Sevo7 · 16/10/2020 22:07

My first was actually a very easy baby until about 1 and didn’t really cry, entertained himself and slept well. However I found the change of having a baby incredibly difficult and I didn’t really enjoy it at all. I felt completely overwhelmed and tbh had no idea what I was doing half the time!

My 2nd was in hindsight a much higher needs baby, she would only sleep on me for the first 9 months and wanted to be held constantly or she cried. However she was easily settled as long as she was near me and I felt I had a much stronger instinct with what to do and what she wanted. I’ve really enjoyed her babyhood and made the most of it even though she was an awful sleeper and very demanding! I also cared a lot less what people said and took other people’s advice with a pinch of salt and did what I wanted as I had the confidence in my own parenting.

mrscatmad31 · 16/10/2020 22:09

My first just didn't sleep,she only reliably went to bed and slept all night when she turned 4... My second is a dream in comparison, I think partly because I'm used to being a parent

firesong · 16/10/2020 22:21

Should've said that I had a bit of a gap between mine (6.5 years) and the second might've seemed more difficult because I was used to the easier life with a six year old!

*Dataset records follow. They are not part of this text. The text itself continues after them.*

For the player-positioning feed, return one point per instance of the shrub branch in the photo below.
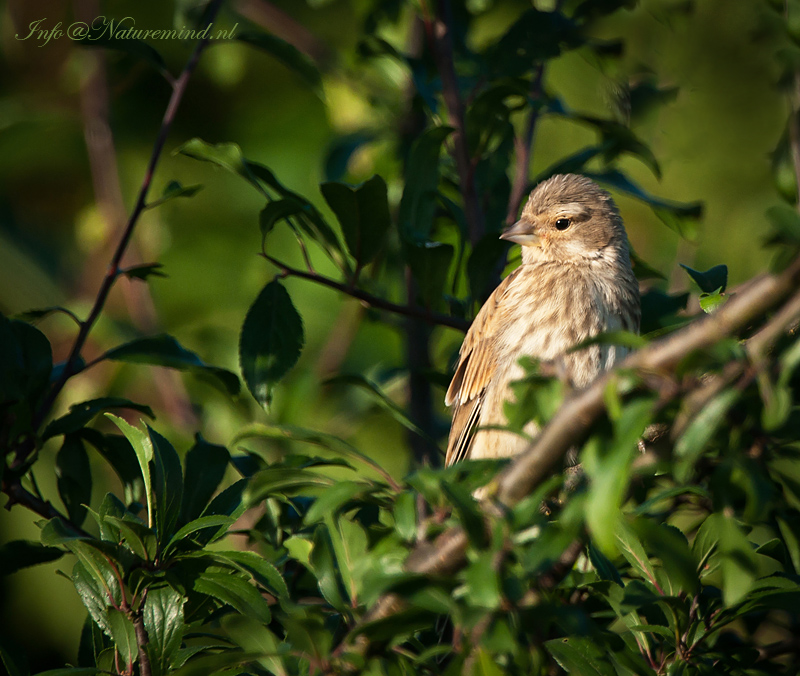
(575, 417)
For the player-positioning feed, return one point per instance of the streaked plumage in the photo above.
(575, 282)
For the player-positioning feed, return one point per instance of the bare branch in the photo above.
(438, 31)
(113, 272)
(18, 495)
(524, 150)
(368, 299)
(576, 416)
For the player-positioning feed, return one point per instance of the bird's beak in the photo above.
(522, 232)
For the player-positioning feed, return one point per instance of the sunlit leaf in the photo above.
(363, 213)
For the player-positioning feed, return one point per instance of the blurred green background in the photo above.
(77, 127)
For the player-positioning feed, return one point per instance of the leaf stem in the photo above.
(438, 31)
(368, 299)
(113, 272)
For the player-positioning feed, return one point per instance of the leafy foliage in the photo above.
(673, 549)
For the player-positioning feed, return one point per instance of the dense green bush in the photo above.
(676, 548)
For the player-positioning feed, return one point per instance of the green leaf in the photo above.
(18, 554)
(142, 272)
(581, 656)
(287, 54)
(429, 263)
(143, 447)
(258, 640)
(642, 269)
(534, 37)
(174, 189)
(705, 545)
(74, 477)
(335, 498)
(273, 480)
(82, 414)
(167, 485)
(380, 398)
(632, 549)
(712, 280)
(363, 213)
(226, 155)
(418, 204)
(41, 313)
(607, 465)
(311, 220)
(786, 224)
(254, 565)
(226, 503)
(140, 539)
(270, 342)
(26, 361)
(93, 596)
(617, 139)
(711, 302)
(71, 671)
(698, 434)
(119, 453)
(679, 217)
(164, 350)
(302, 435)
(199, 524)
(205, 468)
(228, 662)
(132, 46)
(123, 634)
(12, 657)
(235, 592)
(738, 562)
(669, 545)
(341, 150)
(659, 310)
(606, 570)
(275, 211)
(482, 581)
(405, 515)
(164, 624)
(55, 532)
(326, 568)
(469, 512)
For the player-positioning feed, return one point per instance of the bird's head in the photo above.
(568, 218)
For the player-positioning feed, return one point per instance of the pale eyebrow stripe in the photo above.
(571, 209)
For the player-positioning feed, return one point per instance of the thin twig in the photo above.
(524, 149)
(438, 31)
(17, 494)
(113, 271)
(574, 418)
(368, 299)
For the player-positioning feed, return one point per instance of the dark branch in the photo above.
(179, 87)
(17, 495)
(524, 149)
(438, 31)
(578, 413)
(368, 299)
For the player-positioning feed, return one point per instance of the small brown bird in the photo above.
(575, 282)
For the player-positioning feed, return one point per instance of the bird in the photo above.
(575, 282)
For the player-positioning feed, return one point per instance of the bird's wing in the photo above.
(476, 366)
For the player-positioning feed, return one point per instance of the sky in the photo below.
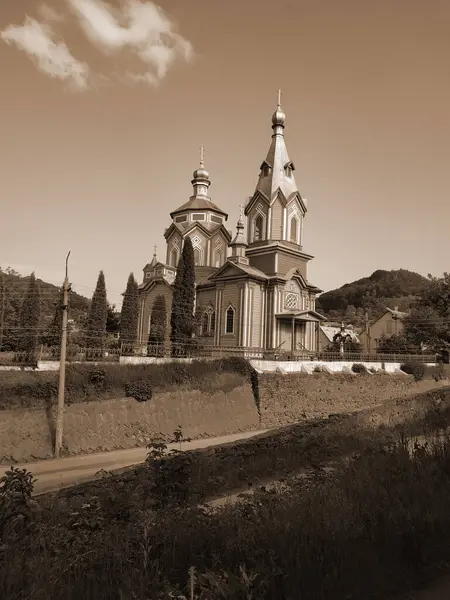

GunsAndShips · 16/10/2020 22:37

Neither was easier, they presented different challenges. There will always be upheaval, sleep deprivation, hormones etc. But the second HAD to fit round us due to DD being at school so I had less space to be paralysed by worry as existing routines had to be maintained.

I think for me, I think about it in terms of what we've gained longterm. Even if the baby bit is harder 2nd time round, looking back, it's a brief sneeze of time and I now have two children with their own relationship and support system and the early days are a distant memory.

The question is, do you want another one? You can't predict how easy or hard they'll be but there is a bottom line. Do you want a baby?